Bières trappistes: Jef Van Den Steen nous explique les raisons de leur succès
Expert reconnu, pionnier et micro-brasseur lui-même, Jef Van den Steen est une encyclopédie vivante de la bière belge. Au moment où sort la troisième édition de son ouvrage sur les bières trappistes, Weekend.be en a profité pour lui poser quelques questions sur le passé et le futur de ces bières de tradition dont le succès ne se dément pas.
Pourquoi les moines trappistes ont-ils commencé à brasser de la bière ?
Jef Van den Steen : Au départ, la seule boisson autorisée dans les monastères était l’eau. Avec le temps, les moines ont souhaité de pouvoir disposer d’autre chose. En 1667, les constitutions de Rancé ouvrent une brèche. En plus de l’eau, les moines obtiennent le droit de consommer du lait (il ne faut pas oublier qu’ils sont éleveurs), ainsi que « la boisson la plus populaire de la région » dans laquelle ils se trouvent. Pour cette raison, ils ont commencé à faire du cidre du fait qu’ils se trouvaient en Normandie. Par la suite, ils se sont établis dans des régions viticoles où, tout naturellement, ils ont fait du vin. Après 1789, ils arrivent dans nos contrées. Fidèles à leur devise, Ora et Labora, ils se mettent à faire de la bière.
Au départ, les moines fabriquaient la bière pour leur consommation personnelle… Comment se fait-il qu’ils se sont mis à la vendre ?
Essentiellement pour des raisons économiques.
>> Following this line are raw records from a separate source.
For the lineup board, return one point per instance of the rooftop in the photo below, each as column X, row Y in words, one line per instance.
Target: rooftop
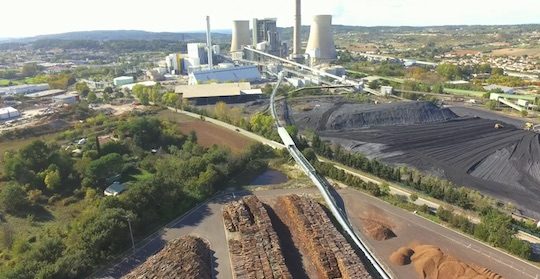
column 46, row 93
column 215, row 90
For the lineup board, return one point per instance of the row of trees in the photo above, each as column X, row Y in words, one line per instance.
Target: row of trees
column 495, row 227
column 182, row 175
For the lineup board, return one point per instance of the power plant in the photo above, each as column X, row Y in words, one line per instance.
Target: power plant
column 240, row 35
column 209, row 48
column 321, row 47
column 296, row 55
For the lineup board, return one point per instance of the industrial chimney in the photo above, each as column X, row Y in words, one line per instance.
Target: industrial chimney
column 240, row 36
column 209, row 48
column 297, row 29
column 321, row 46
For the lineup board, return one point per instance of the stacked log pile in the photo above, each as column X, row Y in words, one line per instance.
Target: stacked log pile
column 317, row 237
column 255, row 248
column 184, row 258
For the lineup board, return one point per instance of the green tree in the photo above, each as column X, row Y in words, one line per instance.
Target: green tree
column 374, row 84
column 29, row 70
column 92, row 98
column 13, row 198
column 491, row 105
column 53, row 180
column 449, row 71
column 82, row 88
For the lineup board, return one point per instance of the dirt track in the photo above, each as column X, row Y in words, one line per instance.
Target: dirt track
column 504, row 163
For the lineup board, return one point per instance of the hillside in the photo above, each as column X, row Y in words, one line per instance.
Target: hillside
column 122, row 35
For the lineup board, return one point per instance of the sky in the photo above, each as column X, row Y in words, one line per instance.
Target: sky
column 23, row 18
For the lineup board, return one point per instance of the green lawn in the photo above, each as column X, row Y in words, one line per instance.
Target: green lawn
column 477, row 94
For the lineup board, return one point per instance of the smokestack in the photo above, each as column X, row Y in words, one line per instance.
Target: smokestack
column 240, row 36
column 321, row 45
column 209, row 43
column 297, row 29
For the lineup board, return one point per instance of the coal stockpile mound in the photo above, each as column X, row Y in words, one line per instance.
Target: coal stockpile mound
column 255, row 247
column 359, row 116
column 504, row 163
column 326, row 248
column 346, row 116
column 184, row 258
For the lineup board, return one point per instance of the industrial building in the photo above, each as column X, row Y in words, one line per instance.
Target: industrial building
column 174, row 63
column 66, row 99
column 321, row 47
column 8, row 113
column 148, row 83
column 23, row 89
column 234, row 74
column 265, row 32
column 45, row 94
column 198, row 51
column 296, row 55
column 120, row 81
column 218, row 92
column 240, row 38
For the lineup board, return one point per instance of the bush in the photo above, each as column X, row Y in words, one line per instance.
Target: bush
column 53, row 199
column 13, row 198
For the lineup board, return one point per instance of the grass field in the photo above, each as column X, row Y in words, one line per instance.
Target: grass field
column 516, row 52
column 208, row 134
column 16, row 144
column 477, row 94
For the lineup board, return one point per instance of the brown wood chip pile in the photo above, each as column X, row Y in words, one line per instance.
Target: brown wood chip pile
column 325, row 246
column 257, row 252
column 184, row 258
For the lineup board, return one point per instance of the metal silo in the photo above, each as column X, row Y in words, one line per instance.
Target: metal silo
column 321, row 47
column 240, row 36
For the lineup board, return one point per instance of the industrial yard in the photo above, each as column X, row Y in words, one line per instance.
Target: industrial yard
column 469, row 151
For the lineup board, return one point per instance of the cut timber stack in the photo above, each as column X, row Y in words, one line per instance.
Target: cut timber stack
column 325, row 247
column 255, row 248
column 184, row 258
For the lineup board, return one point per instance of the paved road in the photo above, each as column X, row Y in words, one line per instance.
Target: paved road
column 420, row 229
column 204, row 221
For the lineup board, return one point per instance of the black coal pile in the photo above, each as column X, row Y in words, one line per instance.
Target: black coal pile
column 359, row 116
column 504, row 163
Ce sont les périodes de crise, durant lesquelles les populations migraient, qui leur ont permis de réaliser qu’ils avaient tout intérêt à vendre le produit fini, la bière, plutôt que le froment qu’ils récoltaient.
Comment peut-on expliquer les différences énormes qui existent entre les différentes brasseries trappistes ? Par exemple entre Chimay et Westvleteren, pour prendre deux extrêmes…
Chimay est la plus grande brasserie trappiste au monde. Elle se situe dans une région dont la situation économique est difficile. On peut affirmer que le développement de la Chimay est intimement lié aux besoins rencontrés sur place : ils brassent beaucoup pour créer de l’emploi. Chimay joue un véritable rôle de moteur économique afin d’entraîner toute une économie locale dans son sillage. Ce n’est pas du tout le cas pour Westvleteren, implanté dans une région riche, qui peut donc se contenter de rester petit.
On assiste de plus en plus souvent à des dégustations d’Orval dit « millésimé ». Est-ce que cela a un sens ?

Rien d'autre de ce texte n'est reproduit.